Pillar A - Temporal aspects and dynamics
The goal of this research area
is to develop new modeling techniques for understanding neural
computation on temporal sequences (stimuli, neural responses, actions)
and under non-stationarity.
Some of the projects aim at developing new methods for the analysis of behavioral data and/or brain signals which are recorded by non-invasive techniques, while others are concerned with new methods for a model-based analysis of neural coding at the level of spikes and local field potentials. The main work within these projects is theoretical, because their main purpose is to exploit mathematical and computational techniques developed in other fields for neural modeling. Still, all projects have a clear perspective about the applicability of the results to sensory computation in behavioral paradigms.
Pillar B - Understanding local computation: invasive studies
This Pillar collects collaborative projects between theory and experiment, which include an essential invasive component and which require computational models linking to the neuron level. Most projects relate neural signals to behavior, either directly or via human psychophysics studies.
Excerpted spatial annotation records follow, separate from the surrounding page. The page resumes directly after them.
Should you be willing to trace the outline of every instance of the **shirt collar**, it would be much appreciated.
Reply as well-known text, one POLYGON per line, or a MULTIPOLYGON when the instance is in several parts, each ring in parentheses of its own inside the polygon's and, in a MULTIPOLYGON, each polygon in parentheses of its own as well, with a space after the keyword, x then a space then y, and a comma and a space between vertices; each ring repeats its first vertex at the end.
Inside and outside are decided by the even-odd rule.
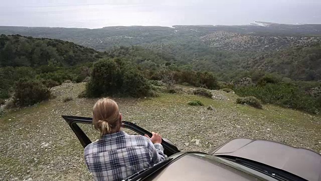
POLYGON ((119 131, 117 132, 112 134, 106 134, 101 137, 101 139, 109 139, 112 138, 115 138, 120 136, 123 136, 127 133, 125 133, 123 131, 119 131))

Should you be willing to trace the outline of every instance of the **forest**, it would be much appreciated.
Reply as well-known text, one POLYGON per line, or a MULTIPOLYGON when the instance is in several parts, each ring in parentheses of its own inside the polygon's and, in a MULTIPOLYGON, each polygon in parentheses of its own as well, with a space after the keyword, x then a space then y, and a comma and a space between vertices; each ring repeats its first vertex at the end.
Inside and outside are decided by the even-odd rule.
MULTIPOLYGON (((103 51, 99 46, 92 46, 95 44, 87 44, 94 43, 95 39, 82 42, 83 46, 56 39, 2 34, 0 99, 11 97, 17 83, 24 85, 19 81, 22 78, 37 80, 48 88, 66 80, 88 81, 92 77, 95 62, 113 59, 117 64, 125 62, 121 65, 136 67, 128 70, 132 74, 137 75, 139 80, 129 79, 129 82, 142 83, 145 79, 162 80, 166 77, 177 83, 212 89, 233 88, 240 95, 255 96, 266 103, 313 113, 319 111, 320 37, 264 37, 244 32, 206 31, 207 27, 196 27, 196 33, 186 30, 187 28, 191 27, 180 27, 174 33, 172 29, 157 27, 102 29, 102 32, 111 35, 105 38, 108 41, 101 41, 110 43, 103 43, 103 51), (106 31, 110 29, 114 31, 106 31), (115 30, 128 34, 124 37, 115 30), (128 38, 133 35, 137 37, 128 38), (268 96, 276 90, 282 93, 279 97, 268 96)), ((131 76, 123 78, 133 78, 131 76)), ((148 83, 143 84, 149 87, 148 83)))

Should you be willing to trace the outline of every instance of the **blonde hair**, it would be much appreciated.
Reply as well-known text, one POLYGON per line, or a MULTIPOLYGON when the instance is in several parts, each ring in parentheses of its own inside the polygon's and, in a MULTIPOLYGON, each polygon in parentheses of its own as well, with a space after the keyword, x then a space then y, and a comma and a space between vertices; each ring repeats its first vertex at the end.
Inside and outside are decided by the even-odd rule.
POLYGON ((103 98, 99 100, 92 109, 92 123, 100 136, 117 132, 120 129, 119 109, 114 101, 103 98))

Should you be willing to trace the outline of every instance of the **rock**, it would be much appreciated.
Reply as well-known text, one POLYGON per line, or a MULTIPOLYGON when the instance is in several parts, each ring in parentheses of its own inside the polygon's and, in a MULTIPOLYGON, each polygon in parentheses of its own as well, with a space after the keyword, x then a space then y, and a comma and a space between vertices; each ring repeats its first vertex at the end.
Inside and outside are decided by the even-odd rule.
POLYGON ((49 147, 50 146, 50 144, 49 144, 49 143, 43 142, 41 143, 41 146, 40 146, 40 147, 41 148, 47 148, 49 147))

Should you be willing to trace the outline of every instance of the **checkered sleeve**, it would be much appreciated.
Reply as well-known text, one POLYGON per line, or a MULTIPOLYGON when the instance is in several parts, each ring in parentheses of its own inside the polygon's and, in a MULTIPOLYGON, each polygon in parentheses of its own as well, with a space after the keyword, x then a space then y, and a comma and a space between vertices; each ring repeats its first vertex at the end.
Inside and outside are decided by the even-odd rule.
POLYGON ((148 142, 148 148, 150 155, 150 165, 157 163, 163 160, 167 156, 164 154, 163 146, 160 144, 153 144, 149 140, 148 142))

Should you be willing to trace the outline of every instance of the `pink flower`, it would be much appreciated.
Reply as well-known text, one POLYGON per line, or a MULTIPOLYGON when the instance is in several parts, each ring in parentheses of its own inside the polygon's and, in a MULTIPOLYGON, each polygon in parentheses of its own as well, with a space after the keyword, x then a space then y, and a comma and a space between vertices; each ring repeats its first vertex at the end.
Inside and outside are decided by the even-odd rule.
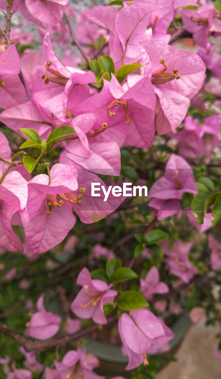
POLYGON ((96 244, 92 248, 90 257, 91 258, 99 258, 101 256, 106 257, 108 260, 111 258, 115 258, 116 256, 114 253, 107 247, 101 246, 98 243, 96 244))
POLYGON ((195 307, 189 312, 188 316, 193 324, 197 324, 205 318, 205 310, 201 307, 195 307))
POLYGON ((64 330, 67 334, 72 334, 75 333, 81 327, 81 321, 76 319, 71 318, 69 316, 67 316, 66 318, 65 325, 64 327, 64 330))
POLYGON ((82 377, 84 379, 104 379, 92 370, 99 365, 99 360, 92 354, 88 354, 78 349, 70 350, 65 354, 62 362, 54 361, 56 370, 46 367, 45 379, 75 379, 82 377))
POLYGON ((27 100, 25 89, 18 74, 21 69, 15 45, 11 45, 0 55, 0 107, 7 109, 27 100))
POLYGON ((198 272, 198 269, 188 260, 188 254, 193 244, 193 242, 183 243, 181 241, 176 241, 174 249, 165 252, 169 258, 164 260, 169 266, 170 273, 178 276, 186 283, 198 272))
POLYGON ((146 353, 150 348, 159 349, 174 337, 171 330, 150 311, 146 309, 123 313, 118 329, 129 357, 127 370, 143 362, 148 364, 146 353))
POLYGON ((37 340, 46 340, 54 335, 58 331, 61 318, 57 315, 47 312, 44 307, 44 294, 42 295, 37 303, 39 311, 33 315, 26 329, 26 336, 37 340))
POLYGON ((112 284, 108 285, 104 282, 91 279, 86 267, 81 270, 77 278, 77 284, 83 286, 71 305, 71 309, 78 317, 92 319, 98 324, 106 324, 103 307, 113 301, 117 292, 110 290, 112 284))
POLYGON ((221 267, 221 244, 215 239, 212 234, 208 236, 208 244, 211 249, 210 264, 212 270, 221 267))
POLYGON ((159 272, 155 266, 148 271, 144 280, 141 279, 140 291, 146 299, 154 293, 166 293, 169 288, 165 283, 160 282, 159 272))
POLYGON ((203 84, 205 67, 198 55, 163 41, 147 39, 140 48, 144 76, 151 80, 156 96, 154 124, 158 134, 164 134, 183 120, 190 99, 203 84))
POLYGON ((182 20, 185 29, 193 33, 195 41, 202 47, 206 47, 208 38, 213 32, 215 36, 221 32, 221 21, 219 14, 212 3, 199 6, 196 9, 184 9, 182 20))
POLYGON ((213 358, 221 358, 221 350, 220 349, 218 349, 217 342, 214 341, 213 342, 213 358))
POLYGON ((44 366, 36 360, 36 353, 34 351, 26 352, 23 346, 20 348, 19 351, 25 357, 24 365, 26 367, 28 367, 32 371, 36 371, 38 374, 40 374, 42 371, 44 366))
POLYGON ((14 363, 12 363, 12 367, 13 372, 9 374, 6 379, 32 379, 30 371, 23 368, 17 369, 14 363))
MULTIPOLYGON (((164 176, 154 183, 148 196, 162 200, 181 200, 184 192, 195 194, 198 192, 192 169, 182 157, 171 154, 166 166, 164 176)), ((151 201, 149 205, 151 206, 151 201)))

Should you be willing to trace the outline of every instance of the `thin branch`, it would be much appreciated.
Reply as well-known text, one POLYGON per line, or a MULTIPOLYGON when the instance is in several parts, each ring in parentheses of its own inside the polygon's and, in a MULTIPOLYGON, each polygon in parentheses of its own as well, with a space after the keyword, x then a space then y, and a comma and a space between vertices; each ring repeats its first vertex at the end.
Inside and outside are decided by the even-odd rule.
POLYGON ((70 32, 70 34, 72 40, 72 44, 73 45, 75 45, 77 47, 78 49, 81 53, 81 54, 82 55, 82 56, 83 57, 85 61, 87 63, 88 66, 89 66, 89 64, 90 61, 90 58, 85 53, 85 52, 84 51, 83 49, 82 49, 81 46, 78 42, 76 35, 72 28, 72 26, 71 24, 70 19, 68 16, 66 12, 65 12, 64 14, 65 20, 69 30, 69 31, 70 32))
POLYGON ((174 34, 172 34, 170 39, 169 44, 171 45, 172 44, 174 44, 174 42, 176 42, 178 40, 182 39, 182 38, 190 38, 193 35, 191 33, 187 31, 187 30, 186 30, 185 29, 184 29, 183 28, 181 28, 181 29, 179 29, 176 31, 175 31, 174 34))
MULTIPOLYGON (((107 319, 107 323, 110 324, 114 322, 117 319, 115 316, 112 316, 107 319)), ((87 328, 84 328, 76 333, 68 335, 54 337, 47 340, 41 341, 31 341, 28 340, 23 336, 13 332, 8 329, 5 325, 0 325, 0 332, 5 335, 13 338, 16 342, 23 346, 25 351, 40 351, 45 349, 56 346, 57 345, 63 345, 70 342, 71 341, 78 340, 86 334, 88 334, 91 332, 97 330, 99 328, 98 324, 95 324, 87 328)))

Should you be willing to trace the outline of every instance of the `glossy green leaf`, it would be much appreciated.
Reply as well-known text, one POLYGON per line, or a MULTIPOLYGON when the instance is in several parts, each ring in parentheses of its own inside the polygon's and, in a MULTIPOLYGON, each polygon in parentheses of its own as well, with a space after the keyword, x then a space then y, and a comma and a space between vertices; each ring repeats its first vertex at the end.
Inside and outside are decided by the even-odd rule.
POLYGON ((137 258, 140 255, 141 253, 143 250, 143 247, 141 245, 137 245, 135 247, 134 257, 135 258, 137 258))
POLYGON ((109 278, 111 278, 115 270, 121 267, 122 263, 120 259, 111 258, 106 263, 106 271, 109 278))
POLYGON ((104 72, 107 72, 110 77, 110 80, 111 78, 111 73, 114 74, 115 67, 114 61, 109 55, 102 55, 99 56, 98 60, 98 63, 104 72))
POLYGON ((37 143, 41 144, 40 138, 38 133, 34 129, 30 129, 28 128, 25 128, 24 129, 21 129, 21 131, 23 134, 24 134, 26 137, 31 139, 32 141, 34 141, 37 143))
POLYGON ((32 172, 42 155, 43 154, 41 154, 37 159, 35 159, 32 157, 27 157, 26 155, 23 157, 23 163, 27 171, 30 173, 32 172))
POLYGON ((221 191, 217 196, 212 210, 212 226, 214 227, 221 218, 221 191))
POLYGON ((37 143, 33 141, 25 141, 21 145, 19 149, 25 149, 26 147, 35 147, 39 150, 41 150, 42 148, 41 144, 37 143))
POLYGON ((136 273, 131 269, 128 267, 120 267, 114 271, 112 275, 111 281, 113 283, 117 283, 137 277, 136 273))
POLYGON ((221 0, 216 0, 214 2, 213 5, 216 10, 221 13, 221 0))
POLYGON ((134 237, 139 243, 141 244, 144 242, 144 238, 142 234, 141 234, 140 233, 137 233, 136 234, 134 234, 134 237))
MULTIPOLYGON (((125 64, 121 66, 117 70, 115 74, 115 76, 120 83, 123 81, 124 79, 126 78, 128 74, 132 72, 134 70, 142 67, 142 64, 140 63, 132 63, 131 64, 125 64)), ((138 73, 137 73, 139 75, 138 73)))
POLYGON ((205 199, 203 207, 203 210, 205 213, 207 213, 210 205, 214 204, 219 193, 219 192, 214 192, 214 193, 212 193, 211 195, 209 195, 205 199))
POLYGON ((140 293, 135 291, 126 291, 118 296, 117 305, 123 310, 134 310, 147 307, 148 304, 140 293))
POLYGON ((90 68, 95 76, 97 76, 101 72, 101 67, 97 61, 91 61, 89 64, 90 68))
POLYGON ((160 259, 162 259, 163 258, 163 250, 160 246, 159 246, 156 243, 153 243, 151 245, 148 245, 148 248, 154 251, 155 255, 156 255, 157 258, 160 258, 160 259))
POLYGON ((100 280, 103 280, 106 283, 109 283, 110 280, 107 276, 106 272, 104 270, 101 270, 101 269, 98 268, 96 270, 93 270, 90 272, 90 275, 92 278, 95 279, 98 279, 100 280))
POLYGON ((47 147, 55 142, 57 139, 75 134, 76 134, 75 131, 72 126, 59 126, 49 135, 47 140, 47 147))
POLYGON ((113 0, 108 4, 109 5, 121 5, 123 6, 123 0, 113 0))
POLYGON ((157 242, 160 242, 163 240, 168 238, 168 237, 167 233, 163 232, 163 230, 156 229, 155 230, 151 230, 148 233, 146 237, 145 241, 148 244, 152 244, 156 243, 157 242))
POLYGON ((204 202, 212 193, 210 191, 204 191, 196 195, 192 200, 191 211, 195 217, 195 219, 199 224, 203 223, 204 217, 204 202))
POLYGON ((215 186, 213 180, 212 180, 210 178, 206 177, 205 176, 201 176, 198 179, 198 182, 204 184, 207 187, 207 190, 210 190, 210 191, 214 190, 215 186))
POLYGON ((108 313, 110 313, 114 309, 114 305, 112 304, 105 304, 103 306, 103 310, 104 314, 106 316, 108 313))

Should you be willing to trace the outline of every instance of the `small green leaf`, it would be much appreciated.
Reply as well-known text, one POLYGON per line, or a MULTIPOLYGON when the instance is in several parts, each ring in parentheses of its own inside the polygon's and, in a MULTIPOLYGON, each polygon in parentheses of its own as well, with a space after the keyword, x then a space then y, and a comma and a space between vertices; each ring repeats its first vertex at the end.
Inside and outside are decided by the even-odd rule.
POLYGON ((110 80, 111 73, 114 74, 115 72, 114 63, 112 58, 109 55, 102 55, 102 56, 99 56, 98 60, 103 72, 107 73, 110 80))
POLYGON ((122 263, 120 259, 111 258, 106 263, 106 271, 109 278, 111 278, 115 270, 121 267, 122 263))
POLYGON ((104 270, 98 268, 90 272, 90 275, 92 278, 98 279, 99 280, 103 280, 106 283, 109 283, 110 280, 104 270))
POLYGON ((154 230, 151 230, 146 236, 145 241, 148 244, 156 243, 160 242, 163 240, 168 238, 167 233, 156 229, 154 230))
POLYGON ((120 267, 114 271, 112 275, 111 281, 113 283, 117 283, 137 277, 136 273, 131 269, 127 267, 120 267))
POLYGON ((55 142, 56 140, 76 134, 72 126, 59 126, 49 135, 47 140, 47 147, 55 142))
POLYGON ((201 176, 200 178, 199 178, 198 181, 204 184, 207 187, 207 190, 214 191, 214 183, 213 180, 212 180, 210 178, 207 178, 205 176, 201 176))
POLYGON ((204 191, 196 195, 192 200, 191 211, 195 217, 195 221, 199 224, 203 224, 204 217, 204 202, 206 198, 212 193, 204 191))
POLYGON ((111 304, 110 303, 109 303, 109 304, 105 304, 105 305, 103 306, 104 314, 105 316, 106 316, 106 315, 108 315, 108 313, 110 313, 113 309, 114 305, 113 304, 111 304))
POLYGON ((204 202, 203 207, 203 210, 205 214, 207 213, 210 205, 214 204, 219 193, 219 192, 215 192, 214 193, 212 193, 211 195, 209 195, 206 198, 204 202))
POLYGON ((134 257, 135 258, 137 258, 140 255, 141 253, 143 250, 143 247, 141 245, 137 245, 135 247, 134 252, 134 257))
MULTIPOLYGON (((132 72, 134 70, 142 67, 140 63, 132 63, 131 64, 125 64, 117 70, 115 76, 118 81, 121 83, 125 78, 126 78, 128 74, 132 72)), ((138 74, 139 73, 137 73, 138 74)))
POLYGON ((217 224, 221 217, 221 191, 217 196, 212 210, 212 226, 217 224))
POLYGON ((216 10, 221 13, 221 0, 216 0, 214 2, 213 5, 216 10))
POLYGON ((143 236, 142 234, 141 234, 140 233, 137 233, 136 234, 134 234, 134 237, 139 243, 141 244, 144 241, 143 236))
POLYGON ((21 131, 23 134, 24 134, 25 136, 26 136, 26 137, 27 137, 32 141, 34 141, 35 142, 41 144, 40 136, 34 129, 25 128, 24 129, 21 129, 21 131))
POLYGON ((41 150, 42 148, 40 144, 37 143, 33 141, 25 141, 21 145, 19 149, 25 149, 26 147, 35 147, 39 150, 41 150))
POLYGON ((121 5, 123 6, 123 0, 113 0, 108 4, 109 5, 121 5))
POLYGON ((42 155, 43 154, 41 154, 37 159, 35 159, 32 157, 27 157, 26 155, 23 157, 23 163, 27 171, 30 173, 32 172, 42 155))
POLYGON ((118 296, 117 305, 123 310, 134 310, 147 307, 148 304, 141 294, 135 291, 126 291, 118 296))
POLYGON ((101 67, 97 61, 91 61, 89 64, 90 68, 93 71, 95 76, 97 76, 101 72, 101 67))
POLYGON ((151 245, 148 245, 148 248, 154 251, 155 255, 157 258, 160 258, 160 260, 162 259, 163 258, 163 250, 160 246, 159 246, 156 243, 153 243, 151 245))

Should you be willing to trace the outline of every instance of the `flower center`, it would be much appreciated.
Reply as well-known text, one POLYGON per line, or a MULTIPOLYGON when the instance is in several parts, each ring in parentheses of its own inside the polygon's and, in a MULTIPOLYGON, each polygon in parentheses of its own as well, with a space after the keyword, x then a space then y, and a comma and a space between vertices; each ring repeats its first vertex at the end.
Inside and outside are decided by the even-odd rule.
POLYGON ((129 125, 131 123, 131 121, 129 118, 129 106, 127 100, 123 99, 120 99, 120 100, 119 99, 114 99, 107 107, 107 113, 109 113, 111 117, 114 117, 115 116, 115 112, 111 112, 110 109, 111 108, 113 108, 114 106, 118 106, 118 105, 121 106, 123 110, 126 114, 125 124, 127 125, 129 125))
POLYGON ((165 72, 168 68, 167 65, 165 63, 165 60, 163 58, 160 61, 160 63, 163 66, 163 69, 157 70, 153 72, 151 79, 153 84, 164 84, 167 81, 171 81, 174 79, 180 78, 180 75, 178 72, 177 69, 173 69, 172 72, 165 72))
POLYGON ((60 86, 65 86, 68 80, 68 78, 66 78, 66 77, 62 75, 58 71, 56 71, 55 70, 53 70, 52 69, 50 69, 50 66, 52 62, 50 61, 48 61, 47 64, 45 66, 46 70, 51 74, 54 74, 56 77, 47 76, 45 74, 42 74, 42 79, 44 80, 45 84, 48 84, 49 81, 52 81, 53 83, 56 83, 57 84, 59 84, 60 86))
POLYGON ((191 16, 190 17, 191 21, 193 22, 197 22, 198 26, 203 26, 204 25, 209 25, 208 19, 205 17, 200 18, 199 19, 195 19, 194 16, 191 16))

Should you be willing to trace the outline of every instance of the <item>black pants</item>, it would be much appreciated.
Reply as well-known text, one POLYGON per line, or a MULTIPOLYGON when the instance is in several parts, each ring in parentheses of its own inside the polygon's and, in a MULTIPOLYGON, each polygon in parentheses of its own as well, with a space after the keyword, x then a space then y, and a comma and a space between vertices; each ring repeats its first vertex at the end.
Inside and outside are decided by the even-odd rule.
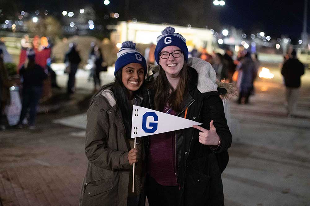
POLYGON ((148 176, 147 196, 150 206, 177 206, 179 203, 179 186, 163 186, 148 176))

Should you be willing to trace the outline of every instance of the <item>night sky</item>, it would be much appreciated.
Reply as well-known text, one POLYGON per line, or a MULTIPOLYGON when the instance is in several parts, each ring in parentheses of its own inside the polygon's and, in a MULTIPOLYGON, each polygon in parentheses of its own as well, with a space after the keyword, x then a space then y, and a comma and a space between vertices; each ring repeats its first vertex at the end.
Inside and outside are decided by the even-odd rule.
MULTIPOLYGON (((233 26, 248 35, 262 31, 273 38, 285 34, 297 39, 302 30, 304 0, 226 0, 224 6, 215 6, 213 0, 110 0, 108 6, 104 5, 103 0, 20 0, 15 7, 33 12, 37 9, 46 9, 52 15, 60 16, 63 10, 77 11, 87 5, 92 5, 97 11, 102 11, 104 15, 119 13, 119 19, 122 20, 124 19, 125 0, 129 2, 130 19, 136 18, 138 21, 150 23, 166 22, 184 26, 189 24, 203 28, 207 25, 218 32, 233 26)), ((11 2, 1 1, 4 4, 11 2)), ((309 6, 308 3, 308 7, 309 6)), ((309 25, 310 19, 308 19, 309 25)), ((308 27, 308 30, 310 31, 308 27)))

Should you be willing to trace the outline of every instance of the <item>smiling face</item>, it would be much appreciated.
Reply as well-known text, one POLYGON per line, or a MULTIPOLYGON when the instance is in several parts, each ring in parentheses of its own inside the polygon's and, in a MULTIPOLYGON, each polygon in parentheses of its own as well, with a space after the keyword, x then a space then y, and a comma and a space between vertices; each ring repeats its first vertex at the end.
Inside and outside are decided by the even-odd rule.
MULTIPOLYGON (((164 48, 161 53, 164 52, 172 53, 175 51, 181 50, 175 46, 168 46, 164 48)), ((180 71, 183 68, 184 63, 184 56, 183 53, 179 57, 174 57, 170 54, 168 58, 163 59, 159 56, 159 64, 165 71, 166 75, 172 77, 176 77, 180 74, 180 71)))
POLYGON ((134 91, 139 89, 144 80, 144 69, 140 64, 131 63, 122 69, 122 81, 131 96, 134 91))

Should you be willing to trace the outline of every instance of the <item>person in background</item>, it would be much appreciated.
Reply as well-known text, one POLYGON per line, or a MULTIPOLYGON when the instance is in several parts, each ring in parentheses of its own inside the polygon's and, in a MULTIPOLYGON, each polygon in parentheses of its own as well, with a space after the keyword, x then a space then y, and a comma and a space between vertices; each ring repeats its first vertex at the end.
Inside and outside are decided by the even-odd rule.
POLYGON ((14 84, 9 79, 3 56, 3 51, 0 49, 0 129, 4 130, 6 128, 6 117, 3 112, 5 106, 10 104, 10 88, 14 84))
POLYGON ((296 51, 293 50, 290 58, 283 64, 281 70, 285 85, 288 117, 292 117, 295 112, 300 87, 300 77, 304 73, 304 65, 297 58, 296 51))
POLYGON ((69 78, 67 84, 67 91, 69 95, 74 93, 75 91, 75 74, 81 61, 79 52, 77 50, 77 46, 76 44, 70 43, 70 49, 66 54, 65 58, 65 62, 69 64, 69 69, 67 72, 69 74, 69 78))
POLYGON ((114 82, 95 94, 87 111, 85 153, 88 160, 79 205, 144 206, 144 138, 131 137, 133 105, 146 74, 145 59, 132 41, 117 54, 114 82), (133 167, 135 172, 132 192, 133 167))
POLYGON ((48 72, 35 63, 35 54, 32 49, 28 49, 26 54, 28 62, 20 70, 20 75, 23 83, 22 107, 19 127, 23 127, 23 122, 30 109, 28 119, 29 129, 35 129, 37 111, 42 94, 43 81, 47 78, 48 72))

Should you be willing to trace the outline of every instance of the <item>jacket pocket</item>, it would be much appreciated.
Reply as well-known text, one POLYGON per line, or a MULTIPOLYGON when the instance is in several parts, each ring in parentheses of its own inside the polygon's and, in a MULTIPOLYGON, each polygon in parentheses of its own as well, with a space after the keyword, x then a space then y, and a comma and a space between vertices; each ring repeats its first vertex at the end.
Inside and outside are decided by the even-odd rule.
POLYGON ((210 177, 191 166, 187 168, 184 185, 184 205, 205 205, 209 196, 210 177))
POLYGON ((92 197, 112 189, 113 185, 112 180, 107 178, 97 181, 86 182, 84 187, 86 195, 92 197))

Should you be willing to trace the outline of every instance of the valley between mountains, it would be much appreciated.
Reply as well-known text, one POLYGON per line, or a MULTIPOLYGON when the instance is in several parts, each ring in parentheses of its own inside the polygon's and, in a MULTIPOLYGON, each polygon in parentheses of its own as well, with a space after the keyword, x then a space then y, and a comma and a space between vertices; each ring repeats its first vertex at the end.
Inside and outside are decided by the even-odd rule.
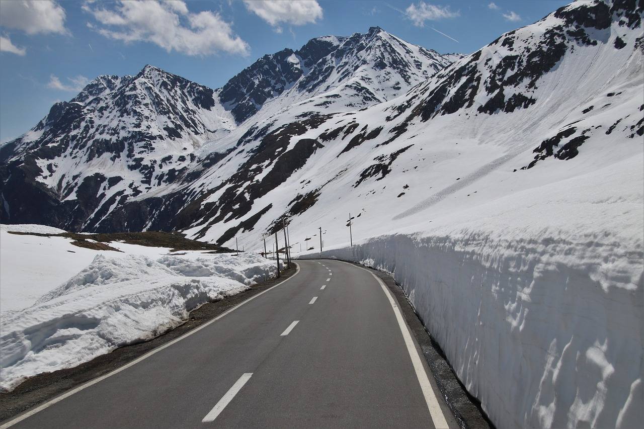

Pillar C - Understanding global computation: non-invasive studies
This research area collects collaborative projects between theory and experiment, where the experimental part is essentially non-invasive and related to human neuroscience. All these projects involve behavioral paradigms. In addition they involve either visual psychophysics experiments, or fMRI studies, or EEG measurements. Computational models relate to this kind of data. Some of the projects will to a large extent involve neural populations and will make contact pattern recognition and inference methods from machine learning, while others will forge links to reinforcement learning and Markov Decision Processes which are both modeling tools widely used in the engineering oriented machine learning community.